Spencer se considérait comme quelqu’un de vraiment simple, et pourtant il commençait à se demander si Gary ne fumait pas de la marijuana pendant le travail. Il avait l’air dans un triste état ce matin-là.
« Gary, dit Spencer, parlons de quelque chose de fondamental. Toutes les semaines, tu es fauché. Pourquoi ne prends-tu pas l’argent que tu dépenses à acheter de la bière pour le mettre de côté ? » Gary dit : « Je ne paie pas la bière. » « Eh bien alors qui donc te la donne ? » Gary répondit : « J’entre dans un magasin et je prends un paquet de six boîtes. »
Spencer dit : « Alors, personne ne te pince ? » « Non. » « Ça fait combien de temps que tu fais ça ? » « Des semaines. » Spencer reprit : « Tu voles un paquet de six boîtes de bière tous les jours et tu ne t’es jamais fait pincer ? » Gary répondit : « Jamais. » « Je ne comprends pas, fit Spencer. Comment se fait-il que les gens se fassent prendre et pas toi ? » Gary répondit : « Je suis plus malin qu’eux.
— Je crois que tu te paies ma tête », dit Spencer.
Gary se mit à lui raconter l’histoire du détenu noir auquel il avait donné cinquante-sept coups de couteau. Spencer, cette fois, crut que Gary cherchait à l’impressionner en lui montrant quel dur il était, histoire de voir si ça allait lui faire peur. « Allons, Gary, dit-il, cinquante-sept ; c’est comme les cinquante-sept variétés de potage Heinz. »
Lorsqu’ils eurent fini de rire, Gary annonça la nouvelle à Spencer. Il aimerait partir de bonne heure vendredi.
« Je ne sais pas si tu as remarqué, dit Spencer, mais les autres ne prennent pas d’heures de congé. Ils travaillent toute la journée et ils font ce qu’ils ont à faire après leurs heures de travail. C’est comme ça que ça se fait normalement. »
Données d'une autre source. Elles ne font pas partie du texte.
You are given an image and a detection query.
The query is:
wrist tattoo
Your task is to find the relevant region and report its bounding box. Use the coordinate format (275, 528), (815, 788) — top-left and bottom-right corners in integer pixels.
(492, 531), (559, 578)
Cependant, il lui permit de partir plus tôt. Une fois de plus, Spencer se sentait un peu mal à l’aise. Après tout, le gouvernement, avec ce programme de récupération des prisonniers, payait la moitié des trois dollars cinquante de l’heure de Gary. Ça pouvait justifier que Gary ne lui donne qu’une demi-heure par heure.
Un après-midi où Nicole était partie pour voir Kathryne, Barrett vint à la maison de Spanish Fork où il trouva Rosebeth. Lorsque Nicole revint, sa petite amie n’était plus vierge.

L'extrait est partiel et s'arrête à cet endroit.